Altinn / digdir-assistants

Generative AI assistants
MIT License
3 stars 0 forks source link

Use query understanding for RAG retrieval #8

Open bdb-dd opened 10 months ago

bdb-dd commented 10 months ago

Description

Updated 26.02.24: Even after having successfully addressed the retrieval ranking issues we had earlier, there are still many opportunities for improving retrieval for specific kinds of queries. As an example, a user may wish to qualify their search by defining specific filters, such as "updated recently", "sorted by version number" or "only open issues".

The "Query understand" strategy calls for using LLMs to generate the retrieval query itself, based on a combination of knowledge of the underlying search engine, the data schemas involved and potentially some function calling extensions.

## Evaluate
- [x] Evaluate traditional text indexing tools designed to deliver relevant results from free text queries
- [x] Test a specific free text query engine with a generic configuration suitable for our documentation data set
- [ ] [in-progress] Gather requirements for evaluating and tuning free text query performance
- [ ] [in-progress] Evaluate results and determine if there is a need to tune the configuration, for example for special handling of multiple languages, content that has been machine translated, recency, metadata
- [ ] https://github.com/Altinn/digdir-slack-bot/issues/49

Additional Information

No response

bdb-dd commented 10 months ago

First end to end test completed. Initial results look very promising.

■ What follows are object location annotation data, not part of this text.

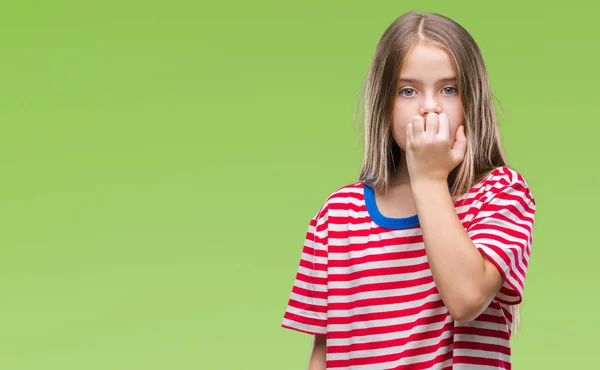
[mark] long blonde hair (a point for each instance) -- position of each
(381, 154)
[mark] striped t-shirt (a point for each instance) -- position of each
(364, 281)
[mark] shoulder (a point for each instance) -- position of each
(503, 181)
(344, 197)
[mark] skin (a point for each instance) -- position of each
(428, 125)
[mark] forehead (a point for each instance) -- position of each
(427, 62)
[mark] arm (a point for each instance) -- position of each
(317, 355)
(466, 280)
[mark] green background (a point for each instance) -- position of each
(161, 160)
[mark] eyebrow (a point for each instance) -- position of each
(417, 81)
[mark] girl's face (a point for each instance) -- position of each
(428, 84)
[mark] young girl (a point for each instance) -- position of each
(421, 263)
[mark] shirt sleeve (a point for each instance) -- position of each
(502, 231)
(307, 306)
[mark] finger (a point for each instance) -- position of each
(460, 144)
(418, 126)
(443, 127)
(432, 124)
(409, 135)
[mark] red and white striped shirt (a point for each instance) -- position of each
(364, 281)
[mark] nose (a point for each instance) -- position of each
(430, 105)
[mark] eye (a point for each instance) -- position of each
(450, 90)
(407, 92)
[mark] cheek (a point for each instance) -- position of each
(400, 120)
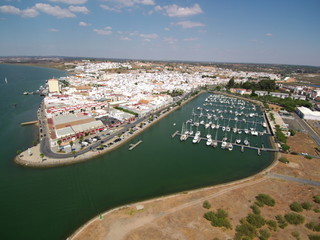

Will likely require additional testing and content improvements to deal with issues related to certain topics.

Certain documents should probably be included in context regardless of search terms.

bdb-dd commented 10 months ago

Sent invitation to a broader group of people who can contribute with a varied set of user queries. Quickly finding examples where the first stage, extract search terms, is not as selective as it could be. A large number of search terms currently results in a smaller result set, sometimes including documents that are highly ranked for no apparent reason.

Have also tested asking GPT 3.5 for feedback on which of the supplied context documents were relevant, with good results. So one option would be to "pin" certain source documents, such that they are always included in the RAG context. The context length has varied significantly from query to query, sometimes exceeding 16K which is our current upper limit.